Si les inégalités économiques peuvent exacerber la propagation du COVID-19, la crise découlant de cette pandémie mondiale peut de la même manière exacerber les différences entre ceux qui ont plus et moins de revenus. En termes macroéconomiques, le Fonds monétaire international (FMI) a déjà averti que la récession résultant du déclin dramatique de l'activité économique pourrait être encore pire que celle de 2008.
La paralysie du système de production aura des effets très négatifs, en particulier pour les indépendants et les petites et moyennes entreprises. Dans certains cas, ils peuvent être contraints de réduire leurs effectifs ou même de fermer. Il est prévisible que tout ceci aura un impact négatif sur les conditions de vie des secteurs les plus vulnérables de la population.

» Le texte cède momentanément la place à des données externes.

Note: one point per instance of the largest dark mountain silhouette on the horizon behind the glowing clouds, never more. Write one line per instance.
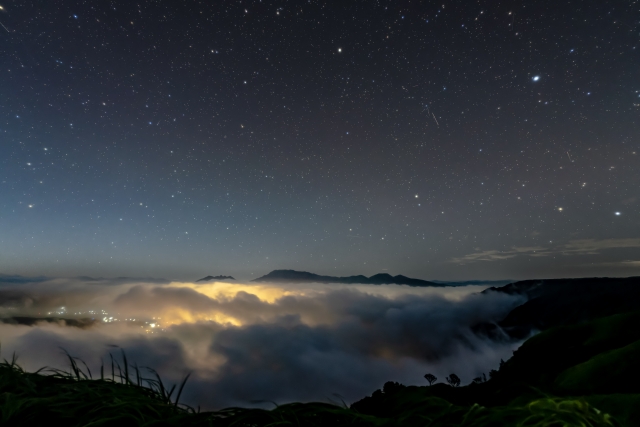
(292, 276)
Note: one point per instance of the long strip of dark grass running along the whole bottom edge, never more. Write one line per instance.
(123, 397)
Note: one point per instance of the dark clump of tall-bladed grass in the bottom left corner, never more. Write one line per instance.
(54, 397)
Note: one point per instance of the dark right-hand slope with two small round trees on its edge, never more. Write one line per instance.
(588, 365)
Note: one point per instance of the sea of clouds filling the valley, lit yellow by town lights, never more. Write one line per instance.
(249, 343)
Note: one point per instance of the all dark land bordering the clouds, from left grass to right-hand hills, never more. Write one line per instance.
(581, 370)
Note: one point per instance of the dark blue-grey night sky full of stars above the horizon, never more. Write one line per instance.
(439, 140)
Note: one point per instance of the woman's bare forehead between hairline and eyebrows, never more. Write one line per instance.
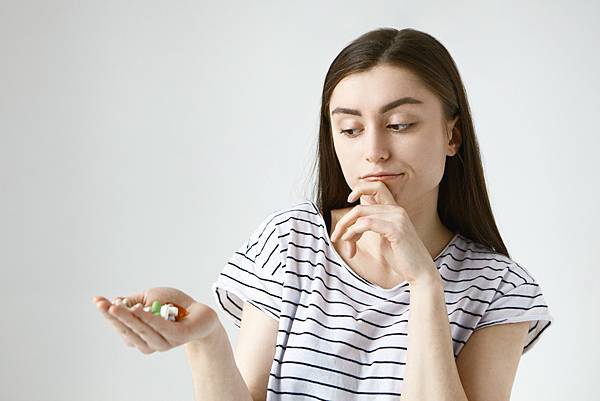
(369, 90)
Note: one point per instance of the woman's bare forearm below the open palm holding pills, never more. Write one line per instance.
(214, 371)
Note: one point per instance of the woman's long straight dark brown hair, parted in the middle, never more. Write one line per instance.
(463, 203)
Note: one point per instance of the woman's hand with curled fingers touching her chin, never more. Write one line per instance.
(402, 248)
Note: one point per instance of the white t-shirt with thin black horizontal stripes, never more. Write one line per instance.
(341, 337)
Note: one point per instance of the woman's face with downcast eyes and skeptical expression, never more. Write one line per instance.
(409, 138)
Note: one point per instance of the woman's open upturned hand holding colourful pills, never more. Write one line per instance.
(150, 333)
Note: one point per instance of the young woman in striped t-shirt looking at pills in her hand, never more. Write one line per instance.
(384, 286)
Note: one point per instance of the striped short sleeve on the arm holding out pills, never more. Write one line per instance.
(253, 274)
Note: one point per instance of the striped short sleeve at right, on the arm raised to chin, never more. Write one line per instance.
(519, 298)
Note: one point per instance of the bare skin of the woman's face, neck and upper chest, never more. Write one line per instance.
(386, 142)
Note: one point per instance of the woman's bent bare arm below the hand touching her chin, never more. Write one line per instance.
(485, 368)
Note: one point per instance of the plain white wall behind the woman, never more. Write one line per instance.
(142, 141)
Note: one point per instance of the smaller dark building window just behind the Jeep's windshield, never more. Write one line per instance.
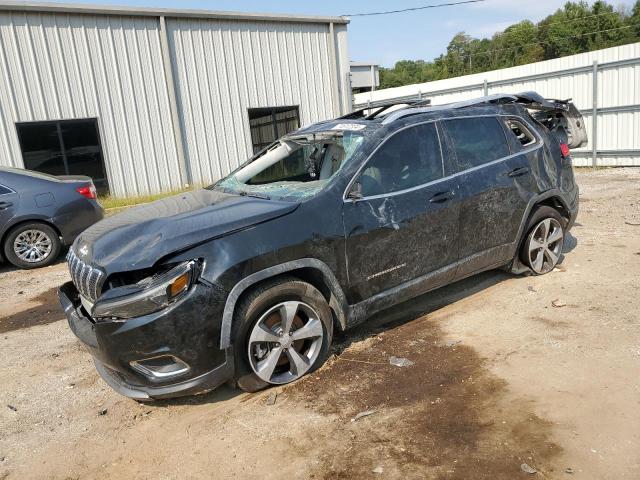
(269, 124)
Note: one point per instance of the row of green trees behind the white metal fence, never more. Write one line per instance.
(574, 28)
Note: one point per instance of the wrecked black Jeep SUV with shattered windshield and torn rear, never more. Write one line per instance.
(247, 279)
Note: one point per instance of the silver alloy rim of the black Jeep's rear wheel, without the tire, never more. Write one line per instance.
(545, 245)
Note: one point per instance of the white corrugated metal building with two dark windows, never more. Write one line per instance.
(148, 100)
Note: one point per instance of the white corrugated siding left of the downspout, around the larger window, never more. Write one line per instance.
(56, 66)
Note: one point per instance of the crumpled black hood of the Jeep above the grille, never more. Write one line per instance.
(140, 236)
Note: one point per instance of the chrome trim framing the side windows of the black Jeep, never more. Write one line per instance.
(532, 148)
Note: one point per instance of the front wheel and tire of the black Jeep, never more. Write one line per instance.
(284, 331)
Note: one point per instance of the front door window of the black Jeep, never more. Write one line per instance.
(409, 158)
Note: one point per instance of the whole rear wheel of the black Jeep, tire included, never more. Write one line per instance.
(543, 244)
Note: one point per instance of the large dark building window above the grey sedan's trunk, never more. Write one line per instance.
(64, 147)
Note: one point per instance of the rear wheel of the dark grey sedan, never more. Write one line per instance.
(32, 245)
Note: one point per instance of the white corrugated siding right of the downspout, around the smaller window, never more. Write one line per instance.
(223, 68)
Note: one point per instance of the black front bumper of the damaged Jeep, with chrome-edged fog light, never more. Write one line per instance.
(169, 353)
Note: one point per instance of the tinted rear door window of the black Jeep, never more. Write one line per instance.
(476, 141)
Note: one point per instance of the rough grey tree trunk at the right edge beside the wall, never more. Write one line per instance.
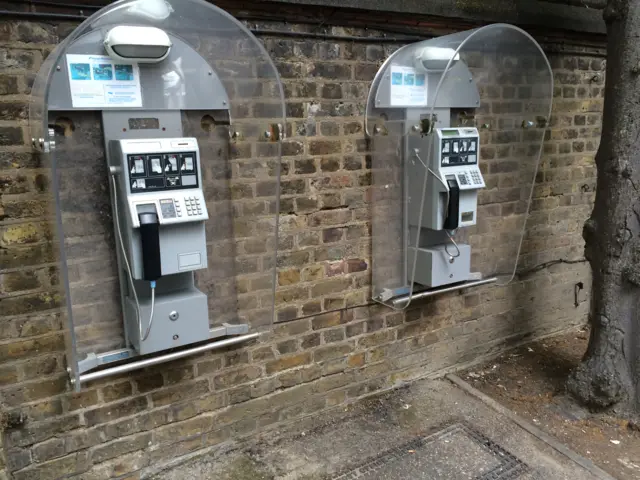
(610, 371)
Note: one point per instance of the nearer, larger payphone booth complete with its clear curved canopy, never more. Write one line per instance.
(159, 257)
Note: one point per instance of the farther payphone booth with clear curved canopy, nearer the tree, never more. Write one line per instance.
(455, 127)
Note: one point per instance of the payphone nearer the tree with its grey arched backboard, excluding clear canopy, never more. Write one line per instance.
(442, 174)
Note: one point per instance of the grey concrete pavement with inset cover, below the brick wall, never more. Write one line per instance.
(431, 429)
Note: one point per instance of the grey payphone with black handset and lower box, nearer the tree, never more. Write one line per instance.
(451, 203)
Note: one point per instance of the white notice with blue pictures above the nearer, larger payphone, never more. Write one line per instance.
(98, 81)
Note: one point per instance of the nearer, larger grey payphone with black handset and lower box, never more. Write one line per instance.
(159, 215)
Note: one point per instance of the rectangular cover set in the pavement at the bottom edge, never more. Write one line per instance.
(457, 452)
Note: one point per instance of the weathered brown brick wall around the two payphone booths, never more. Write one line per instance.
(325, 349)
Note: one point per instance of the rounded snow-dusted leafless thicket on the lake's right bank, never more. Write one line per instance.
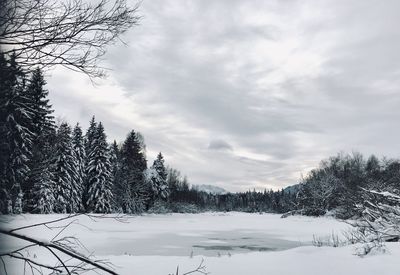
(342, 184)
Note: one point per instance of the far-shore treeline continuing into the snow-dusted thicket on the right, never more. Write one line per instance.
(344, 186)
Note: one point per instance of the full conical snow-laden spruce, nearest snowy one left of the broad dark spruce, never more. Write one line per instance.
(99, 197)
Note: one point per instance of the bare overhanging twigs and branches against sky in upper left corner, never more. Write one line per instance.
(71, 33)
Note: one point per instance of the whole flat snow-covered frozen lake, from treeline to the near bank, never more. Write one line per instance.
(207, 234)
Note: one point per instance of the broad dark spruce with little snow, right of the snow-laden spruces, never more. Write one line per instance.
(131, 190)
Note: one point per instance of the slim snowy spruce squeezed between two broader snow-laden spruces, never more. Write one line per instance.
(80, 155)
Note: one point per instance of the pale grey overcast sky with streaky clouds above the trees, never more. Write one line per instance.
(249, 94)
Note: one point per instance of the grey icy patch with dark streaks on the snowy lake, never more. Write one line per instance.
(202, 243)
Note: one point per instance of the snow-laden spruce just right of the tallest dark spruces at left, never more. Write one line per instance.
(66, 193)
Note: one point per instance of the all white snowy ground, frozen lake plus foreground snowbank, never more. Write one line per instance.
(229, 243)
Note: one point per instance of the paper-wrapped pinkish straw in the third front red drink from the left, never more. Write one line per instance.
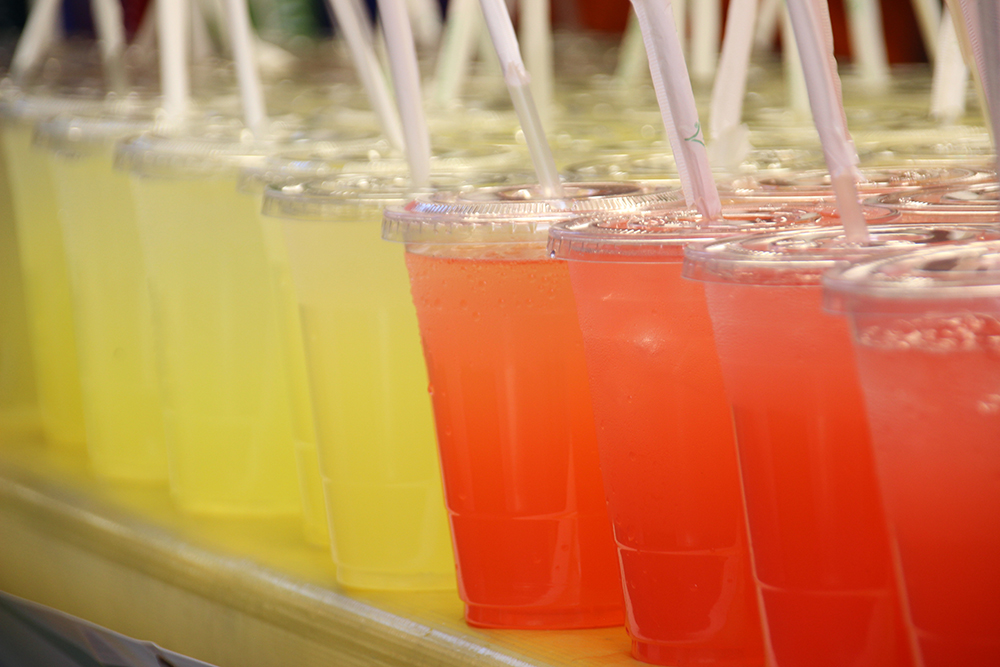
(814, 37)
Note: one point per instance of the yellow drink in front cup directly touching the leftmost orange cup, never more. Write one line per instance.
(377, 450)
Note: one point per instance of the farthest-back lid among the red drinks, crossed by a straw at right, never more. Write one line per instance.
(815, 184)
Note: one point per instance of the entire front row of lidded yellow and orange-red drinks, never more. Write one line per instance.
(270, 353)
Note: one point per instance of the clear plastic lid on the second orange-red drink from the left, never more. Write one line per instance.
(660, 235)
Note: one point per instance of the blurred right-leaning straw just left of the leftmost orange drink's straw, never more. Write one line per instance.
(463, 26)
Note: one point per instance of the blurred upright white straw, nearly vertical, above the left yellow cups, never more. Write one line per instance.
(172, 28)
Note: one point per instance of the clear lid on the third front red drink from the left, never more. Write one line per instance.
(799, 257)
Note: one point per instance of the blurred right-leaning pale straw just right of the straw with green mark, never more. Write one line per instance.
(730, 142)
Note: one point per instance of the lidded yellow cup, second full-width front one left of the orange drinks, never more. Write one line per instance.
(223, 380)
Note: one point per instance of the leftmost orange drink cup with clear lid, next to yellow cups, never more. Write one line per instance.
(508, 383)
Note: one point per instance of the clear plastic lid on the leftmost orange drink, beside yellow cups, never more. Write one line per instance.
(510, 214)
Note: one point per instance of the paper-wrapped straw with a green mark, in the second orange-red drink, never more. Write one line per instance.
(677, 106)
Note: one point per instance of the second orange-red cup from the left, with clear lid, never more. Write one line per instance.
(664, 431)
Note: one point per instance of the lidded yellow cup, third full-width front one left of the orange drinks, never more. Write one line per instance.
(111, 309)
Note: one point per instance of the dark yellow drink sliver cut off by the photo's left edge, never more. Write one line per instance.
(18, 399)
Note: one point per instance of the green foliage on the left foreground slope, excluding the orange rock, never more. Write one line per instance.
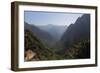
(42, 52)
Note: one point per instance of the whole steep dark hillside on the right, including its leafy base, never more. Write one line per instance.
(77, 34)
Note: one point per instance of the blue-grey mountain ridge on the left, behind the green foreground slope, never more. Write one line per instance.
(44, 36)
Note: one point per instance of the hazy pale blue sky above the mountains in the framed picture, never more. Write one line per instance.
(56, 18)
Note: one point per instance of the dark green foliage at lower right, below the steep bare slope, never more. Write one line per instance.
(80, 50)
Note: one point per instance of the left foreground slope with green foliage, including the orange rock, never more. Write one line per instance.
(35, 50)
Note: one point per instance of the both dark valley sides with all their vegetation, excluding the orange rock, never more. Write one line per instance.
(74, 43)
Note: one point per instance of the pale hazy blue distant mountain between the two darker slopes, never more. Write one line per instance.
(55, 30)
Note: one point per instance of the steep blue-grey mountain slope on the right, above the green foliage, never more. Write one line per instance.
(76, 32)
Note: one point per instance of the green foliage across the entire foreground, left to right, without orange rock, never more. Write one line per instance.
(77, 51)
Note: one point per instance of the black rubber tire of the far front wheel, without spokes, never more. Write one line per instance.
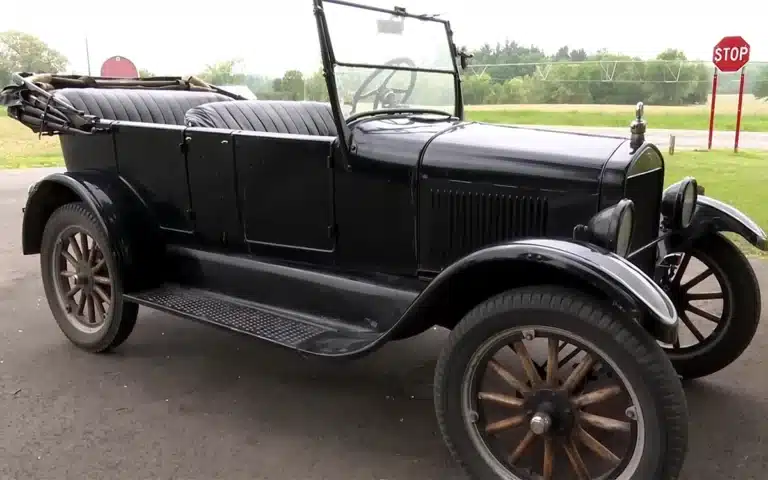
(739, 321)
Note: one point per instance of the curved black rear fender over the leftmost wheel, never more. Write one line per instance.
(133, 234)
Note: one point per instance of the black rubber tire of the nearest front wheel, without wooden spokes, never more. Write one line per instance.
(648, 370)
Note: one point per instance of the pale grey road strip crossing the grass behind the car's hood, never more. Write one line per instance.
(684, 139)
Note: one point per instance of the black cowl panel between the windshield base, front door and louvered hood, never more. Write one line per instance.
(376, 196)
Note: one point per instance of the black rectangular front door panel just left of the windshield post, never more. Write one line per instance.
(285, 188)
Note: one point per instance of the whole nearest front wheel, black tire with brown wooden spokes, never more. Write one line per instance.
(549, 383)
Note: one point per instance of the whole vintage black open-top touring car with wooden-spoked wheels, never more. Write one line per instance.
(558, 261)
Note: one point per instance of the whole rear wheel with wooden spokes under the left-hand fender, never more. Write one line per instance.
(82, 281)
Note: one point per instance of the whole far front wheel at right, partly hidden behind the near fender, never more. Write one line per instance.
(717, 297)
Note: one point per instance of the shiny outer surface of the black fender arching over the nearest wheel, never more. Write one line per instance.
(617, 278)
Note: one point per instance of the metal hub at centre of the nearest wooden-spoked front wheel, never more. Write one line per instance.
(550, 412)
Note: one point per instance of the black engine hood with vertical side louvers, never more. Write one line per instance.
(482, 184)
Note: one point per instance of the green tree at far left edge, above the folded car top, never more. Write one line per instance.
(22, 52)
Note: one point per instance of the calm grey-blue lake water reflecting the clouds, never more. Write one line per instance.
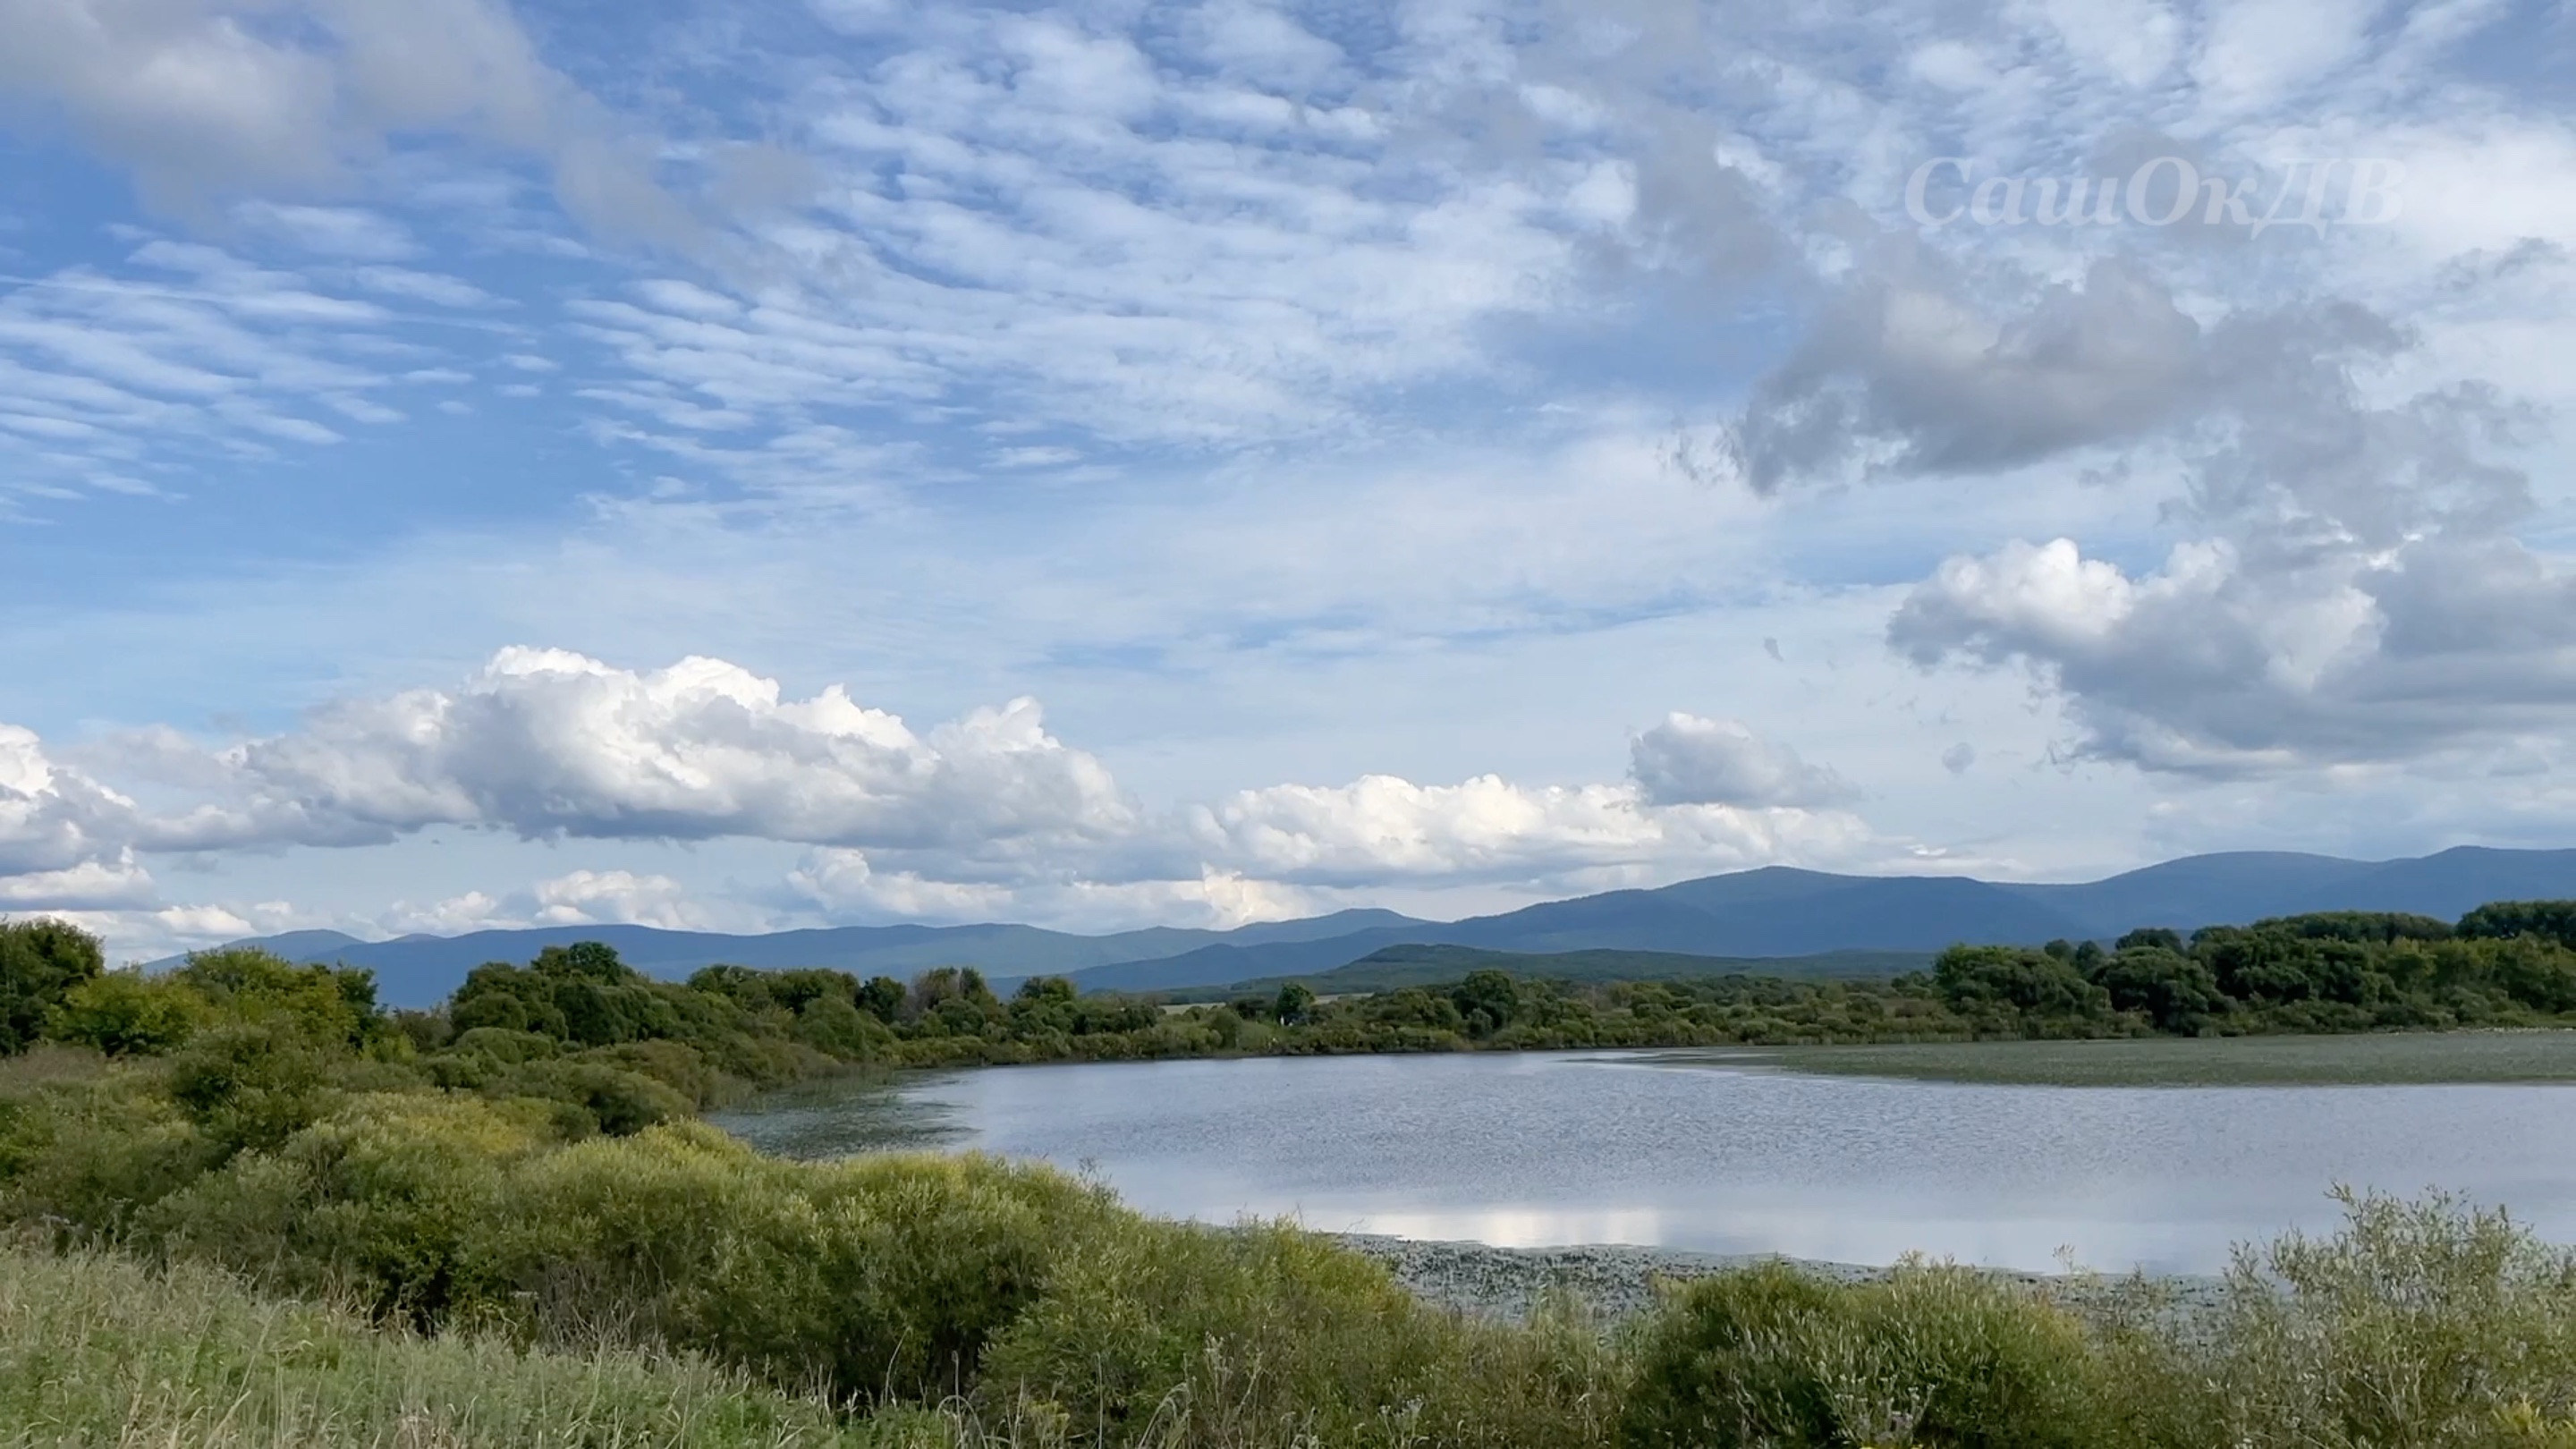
(1586, 1149)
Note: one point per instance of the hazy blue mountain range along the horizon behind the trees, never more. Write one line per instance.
(1771, 911)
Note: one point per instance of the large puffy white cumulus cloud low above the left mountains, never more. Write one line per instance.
(555, 744)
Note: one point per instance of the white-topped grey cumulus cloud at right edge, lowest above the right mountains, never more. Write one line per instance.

Pour mettre les choses en perspective, entre 2008 et 2013, le produit intérieur brut de l'Espagne a également baissé de plus de 8 % et près de quatre millions d'emplois ont été détruits. Tout cela se reflète dans la vie quotidienne des citoyens, mais ceux qui ont moins de revenus sont ceux qui sont perdants. Depuis le début de la crise en 2008, l'Espagne est le deuxième pays de l'Union européenne où l'écart entre les 10 % les plus pauvres de la population et les 10 % les plus riches a le plus augmenté, seulement dépassé par la Bulgarie, selon le rapport « Inégalité 1- Égalité des chances 0 » publié début 2019 par Intermón Oxfam. Si les prévisions du FMI se réalisent effectivement, l'impact de la crise actuelle pourrait être au moins aussi destructeur.
À l'avenir, l'écart en matière d'éducation est une autre conséquence de ce problème, car il signifie malheureusement une moindre égalité des chances et une plus grande inégalité dans les années à venir. L'enseignement à distance imposé par l'enfermement n'est pas le même pour tous, puisqu'en Espagne, une famille sur dix ne dispose pas d'une connexion Internet. Dans ces conditions, de nombreux enfants sont laissés pour compte par rapport aux autres parce qu'ils ne peuvent pas suivre les activités proposées dans les classes virtuelles.
Il y a donc des raisons de penser que la propagation du virus et la répartition inégale des richesses dans une société sont deux variables qui sont interconnectées et se répercutent l'une sur l'autre. Ceux qui ont moins de possibilités économiques sont plus exposés et, en outre, dans les pays où il n'existe pas de systèmes de santé publique solides, ils rencontrent de grands obstacles dans le traitement de la maladie.
À mesure que le virus se répand, son impact économique s'aggrave et, à long terme, il provoque une récession qui, comme on pouvait s'y attendre, peut accroître ces mêmes différences de revenus entre les plus riches et les plus pauvres.